Largement autobiographique, paru en 1910, Les Cahiers de Malte Laurids Brigge est l’un des seuls romans de Rainer Maria Rilke. Présenté sous forme de journal intime regroupant trois grandes parties, il conte tour à tour le quotidien du narrateur à Paris, des souvenirs d’enfance ou encore des anecdotes sur une infinité de sujets. Autant vous le dire d’office : je n’ai pas du tout accroché à ce classique. Bien écrit, il donne lieu à des méditations profondes et vivaces sur la mort, la maladie, la solitude ou encore l’obscurité. Le problème : je n’ai absolument pas compris où Rilke voulait en venir.
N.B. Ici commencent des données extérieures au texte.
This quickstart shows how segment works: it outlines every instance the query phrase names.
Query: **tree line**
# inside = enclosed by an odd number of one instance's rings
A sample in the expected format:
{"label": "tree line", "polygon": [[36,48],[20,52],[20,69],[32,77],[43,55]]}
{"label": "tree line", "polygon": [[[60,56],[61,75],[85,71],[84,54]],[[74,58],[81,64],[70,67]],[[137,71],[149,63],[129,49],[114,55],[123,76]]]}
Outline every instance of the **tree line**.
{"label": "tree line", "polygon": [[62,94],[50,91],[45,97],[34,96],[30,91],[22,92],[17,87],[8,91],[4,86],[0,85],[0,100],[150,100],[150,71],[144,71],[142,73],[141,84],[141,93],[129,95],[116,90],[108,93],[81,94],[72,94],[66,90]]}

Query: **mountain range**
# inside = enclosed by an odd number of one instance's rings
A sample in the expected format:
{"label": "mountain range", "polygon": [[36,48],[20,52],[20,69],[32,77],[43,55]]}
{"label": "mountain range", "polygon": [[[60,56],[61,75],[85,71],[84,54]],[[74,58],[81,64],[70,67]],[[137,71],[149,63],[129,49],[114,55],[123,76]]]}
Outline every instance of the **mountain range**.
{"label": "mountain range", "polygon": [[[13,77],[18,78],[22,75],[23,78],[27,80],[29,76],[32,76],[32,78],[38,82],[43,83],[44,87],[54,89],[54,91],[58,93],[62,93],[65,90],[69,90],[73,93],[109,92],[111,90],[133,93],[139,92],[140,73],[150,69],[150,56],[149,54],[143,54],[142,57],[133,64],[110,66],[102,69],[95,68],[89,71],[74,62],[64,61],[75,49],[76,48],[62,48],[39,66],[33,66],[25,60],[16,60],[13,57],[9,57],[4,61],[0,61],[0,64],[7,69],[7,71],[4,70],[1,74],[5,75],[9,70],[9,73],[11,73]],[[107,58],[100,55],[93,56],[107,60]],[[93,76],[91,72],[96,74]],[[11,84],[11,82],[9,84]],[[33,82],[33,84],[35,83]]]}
Si Histoires du bon Dieu m’a beaucoup amusée, Les Cahiers de Malte Laurids Brigge s’annonce d’emblée moins fantaisiste. Ancré dans le Paris du XIXème siècle, il donne à voir ses misérables, sa pauvreté et la désolation qui règne dans le milieu ouvrier de l’époque. Les souvenirs d’enfance, dépeignant d’antiques manoirs de campagne, sont à l’inverse auréolés de fantastique. Rilke convoque tour à tour le passé et le présent, qui s’animent à travers des lieux et des personnages aussi variés qu’étranges, créant au fil des pages une réalité hors du temps et de la logique, à l’image des circonvolutions d’une pensée.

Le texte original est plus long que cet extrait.